Of course, instead of waiting for spontaneous change, the NFL could make changes from the top. It seems to be doing so to some extent, and player safety, particularly that of quarterbacks, seems to be taking a prominent position in the plans of the Commissioner's Office. But at some point, it is likely that people will stop paying full price for a watered-down product. In other words, no one is going to pay to watch flag football, no matter how elegant it might be. Since owners won't stand for lower profits, it is a fine line indeed that the leaders of the NFL are walking. Either change from the top down and lose fans and revenue, or let change happen from the grass roots as mentioned above and, well, lose fans and revenue.

Or, of course, there is option three, seemingly the preferred option of the NFL, which seems to be 'pay lip service to change, fine the Saints to quell public fury and let the profits keep rolling in.' Deep in their hearts, most Americans would probably be just fine with this latter option, but of course this is completely at odds with the general outrage being expressed at Headhunt-Gate.

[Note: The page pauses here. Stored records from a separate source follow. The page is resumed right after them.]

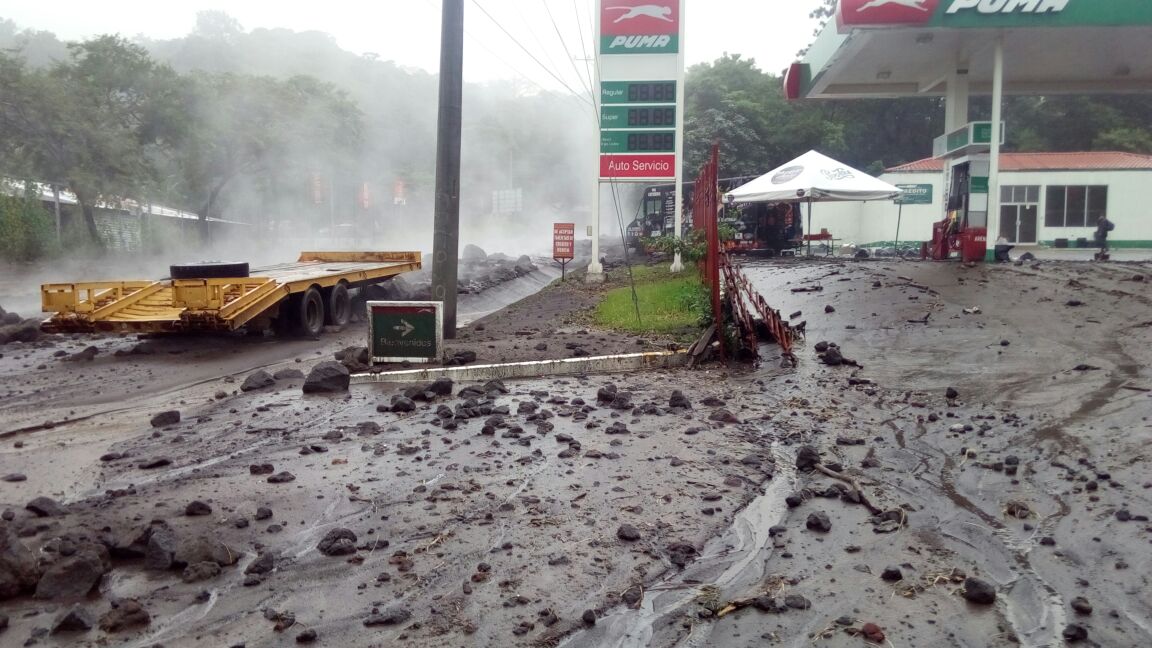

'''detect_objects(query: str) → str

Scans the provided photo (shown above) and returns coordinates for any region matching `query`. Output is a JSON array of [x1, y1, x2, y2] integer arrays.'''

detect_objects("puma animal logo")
[[606, 5, 675, 23], [856, 0, 929, 13]]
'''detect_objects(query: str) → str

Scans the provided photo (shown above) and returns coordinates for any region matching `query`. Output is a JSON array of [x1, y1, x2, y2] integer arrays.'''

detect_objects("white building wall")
[[1000, 169, 1152, 246], [803, 169, 1152, 247]]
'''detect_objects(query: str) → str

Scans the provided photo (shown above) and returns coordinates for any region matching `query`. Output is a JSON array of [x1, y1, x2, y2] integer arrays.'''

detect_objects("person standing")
[[1096, 216, 1116, 261]]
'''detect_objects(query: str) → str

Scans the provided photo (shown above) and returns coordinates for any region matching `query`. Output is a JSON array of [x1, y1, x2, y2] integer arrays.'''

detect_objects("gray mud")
[[0, 254, 1152, 648]]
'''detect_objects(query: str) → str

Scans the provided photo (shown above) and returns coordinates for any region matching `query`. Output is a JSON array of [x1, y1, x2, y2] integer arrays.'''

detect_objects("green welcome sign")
[[367, 301, 444, 362]]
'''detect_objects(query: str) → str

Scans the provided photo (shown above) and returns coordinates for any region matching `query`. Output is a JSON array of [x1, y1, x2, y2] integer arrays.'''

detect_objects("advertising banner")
[[552, 223, 576, 261], [836, 0, 1152, 28], [367, 301, 444, 362]]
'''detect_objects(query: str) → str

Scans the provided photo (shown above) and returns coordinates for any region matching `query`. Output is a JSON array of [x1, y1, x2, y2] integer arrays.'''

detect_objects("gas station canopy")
[[786, 0, 1152, 99]]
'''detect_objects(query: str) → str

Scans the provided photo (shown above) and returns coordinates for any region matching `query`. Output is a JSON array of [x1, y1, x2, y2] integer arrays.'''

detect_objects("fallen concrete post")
[[351, 351, 688, 384]]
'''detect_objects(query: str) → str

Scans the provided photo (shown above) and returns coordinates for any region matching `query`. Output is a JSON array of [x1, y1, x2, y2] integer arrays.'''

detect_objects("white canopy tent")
[[725, 151, 903, 254]]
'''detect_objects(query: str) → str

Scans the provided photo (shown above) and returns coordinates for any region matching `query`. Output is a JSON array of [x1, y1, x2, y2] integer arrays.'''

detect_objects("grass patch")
[[596, 265, 711, 339]]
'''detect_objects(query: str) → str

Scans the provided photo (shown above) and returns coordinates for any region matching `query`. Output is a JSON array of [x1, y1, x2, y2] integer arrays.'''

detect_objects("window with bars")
[[1044, 184, 1108, 227]]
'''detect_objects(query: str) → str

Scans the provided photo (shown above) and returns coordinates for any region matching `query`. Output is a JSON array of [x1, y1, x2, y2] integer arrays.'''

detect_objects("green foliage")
[[641, 223, 736, 263], [0, 184, 59, 261], [596, 266, 711, 339]]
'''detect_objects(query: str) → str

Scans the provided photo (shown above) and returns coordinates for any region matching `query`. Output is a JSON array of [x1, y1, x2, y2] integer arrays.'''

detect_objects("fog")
[[0, 12, 612, 287]]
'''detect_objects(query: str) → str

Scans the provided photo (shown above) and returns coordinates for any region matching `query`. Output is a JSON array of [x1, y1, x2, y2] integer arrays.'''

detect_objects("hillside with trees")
[[0, 8, 1152, 256]]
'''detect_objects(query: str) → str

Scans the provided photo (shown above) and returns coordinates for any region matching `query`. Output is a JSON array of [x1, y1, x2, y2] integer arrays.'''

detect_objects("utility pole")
[[432, 0, 464, 339]]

It could very well be wrong, legally, morally, however you want to judge it, to put an injury bounty system in place. It rewards hurting others, and this is a defensible argument. But if that is true, it almost has to be true that football itself, where brutality and the resulting bodily injuries and concussions are commonplace due to the very nature of the sport, has to be changed as well. Yes, there are more rules in place than ever to protect players, particularly quarterbacks. However, football is still a brutal, brutal sport, even when it is played at its cleanest. If one is of the opinion that bounties are wrong because they reward hurting others, then it can't be that they would accept the NFL continuing as currently constituted. However, very few people are calling for an end to the league. And as that is the case, it could well be that the bounty controversy shined even more light on hypocrisy than it did on a particular instance of rule-breaking.